Even enwiki is up to date now!

And what about the >30 secs thing Jaime mentioned above? T179131#3966793 -- would that continue to happen? I don't think it should take such a large time...

And what about the >30 secs thing Jaime mentioned above? T179131#3966793 -- would that continue to happen? I don't think it should take such a large time...

When I ran the script again this morning, it pruned a few thousand rows, and it wasn't waiting 30s+ per batch

I'll run it again in about 24 hours and time how long the whole thing takes

Goat Great 👍🏻

Ok, so the first batch was a bit slow (not really a surprise), but... 7190 updates in 1 minute and 10 seconds doesn't seem bad going to me.

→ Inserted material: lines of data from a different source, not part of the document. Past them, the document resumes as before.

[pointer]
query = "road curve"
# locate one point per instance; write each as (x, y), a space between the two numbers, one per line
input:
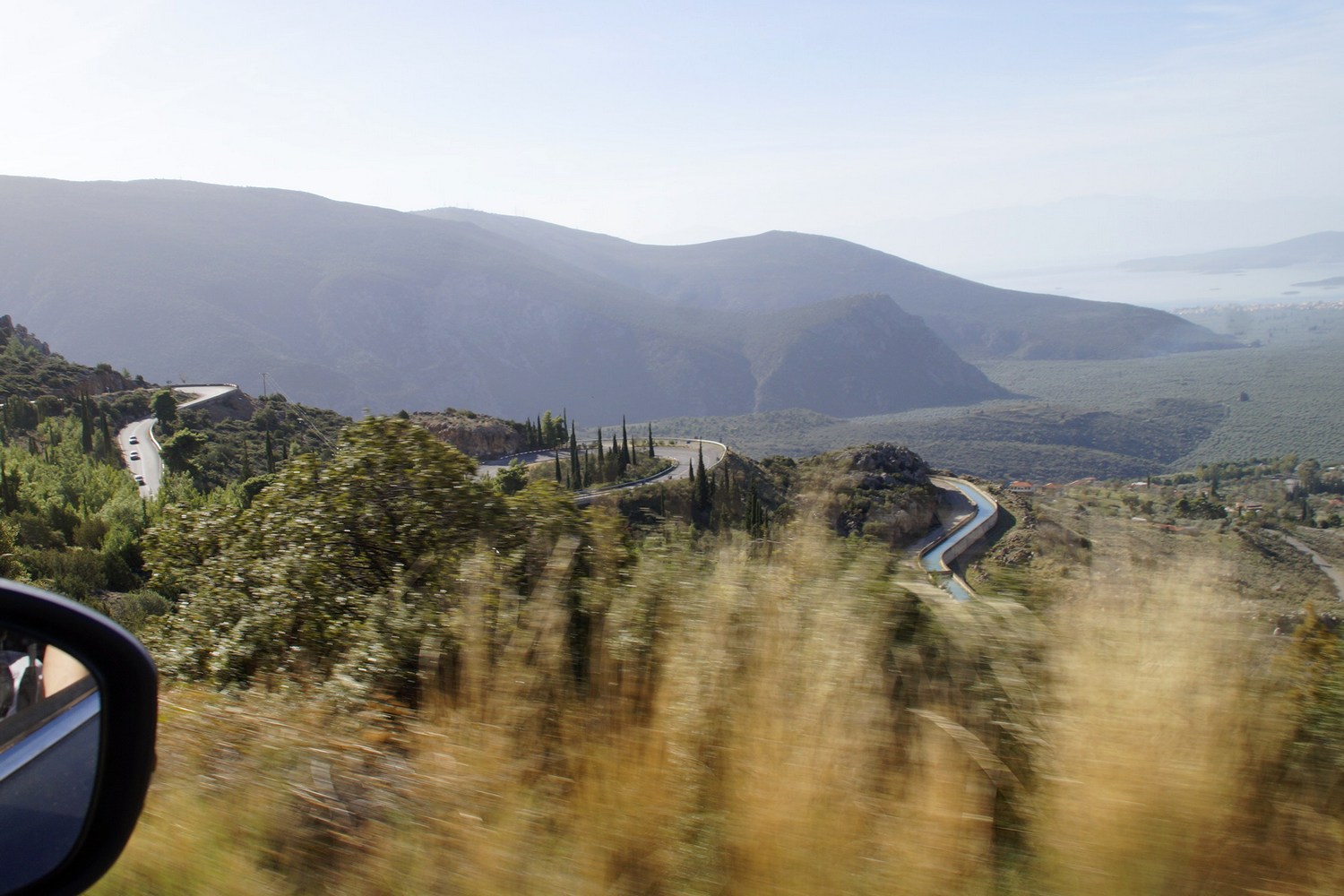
(140, 449)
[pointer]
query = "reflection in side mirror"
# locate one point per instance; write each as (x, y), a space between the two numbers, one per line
(48, 763)
(77, 728)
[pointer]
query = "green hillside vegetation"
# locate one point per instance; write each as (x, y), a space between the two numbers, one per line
(1120, 418)
(383, 675)
(246, 441)
(539, 699)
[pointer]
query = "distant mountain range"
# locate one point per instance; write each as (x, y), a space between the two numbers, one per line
(352, 306)
(1325, 247)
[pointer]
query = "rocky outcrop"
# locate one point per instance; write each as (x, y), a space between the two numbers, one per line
(473, 435)
(874, 490)
(8, 330)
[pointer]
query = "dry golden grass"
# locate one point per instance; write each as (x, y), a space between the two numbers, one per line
(793, 724)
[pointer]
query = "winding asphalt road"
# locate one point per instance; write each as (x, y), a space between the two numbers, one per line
(139, 447)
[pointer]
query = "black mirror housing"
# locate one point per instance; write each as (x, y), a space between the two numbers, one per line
(126, 686)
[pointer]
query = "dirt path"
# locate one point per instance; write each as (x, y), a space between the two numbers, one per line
(1322, 564)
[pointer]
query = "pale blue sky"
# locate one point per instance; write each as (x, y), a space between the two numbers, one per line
(644, 120)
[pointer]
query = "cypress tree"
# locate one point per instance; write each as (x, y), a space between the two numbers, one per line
(575, 473)
(85, 425)
(107, 430)
(702, 484)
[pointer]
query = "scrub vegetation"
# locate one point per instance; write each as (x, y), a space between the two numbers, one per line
(382, 675)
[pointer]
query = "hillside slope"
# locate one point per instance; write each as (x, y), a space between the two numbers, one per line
(351, 306)
(776, 271)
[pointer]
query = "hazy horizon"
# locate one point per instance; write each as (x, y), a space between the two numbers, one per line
(964, 137)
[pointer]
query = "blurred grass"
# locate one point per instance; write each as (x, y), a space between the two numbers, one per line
(750, 723)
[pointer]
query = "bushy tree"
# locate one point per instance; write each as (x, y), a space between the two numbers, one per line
(333, 573)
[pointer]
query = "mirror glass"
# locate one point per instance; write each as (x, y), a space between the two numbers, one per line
(48, 755)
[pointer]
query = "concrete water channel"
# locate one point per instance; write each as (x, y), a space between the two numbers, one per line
(967, 516)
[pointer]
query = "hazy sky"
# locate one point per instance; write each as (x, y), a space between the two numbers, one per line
(644, 120)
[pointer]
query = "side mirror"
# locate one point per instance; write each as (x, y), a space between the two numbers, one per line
(78, 707)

And that's about the needed amount of purging for 24 hours on enwiki

reedy@terbium:~$ date & time mwscript extensions/AbuseFilter/maintenance/purgeOldLogIPData.php --wiki=enwiki && date
[1] 28759
Fri Feb 16 10:08:35 UTC 2018
Purging old IP Address data from abuse_filter_log...
200
400
600
800
1000
1200
1400
1600
1800
2000
2200
2400
2600
2800
3000
3200
3400
3600
3800
4000
4200
4400
4600
4800
5000
5200
5400
5600
5800
6000
6200
6400
6600
6800
7000
7190
7190 rows.
Done.
[1]+  Done                    date

real    1m9.710s
user    0m0.404s
sys     0m0.088s
Fri Feb 16 10:09:45 UTC 2018
reedy@terbium:~$

I'd say this is a pretty good working, yes.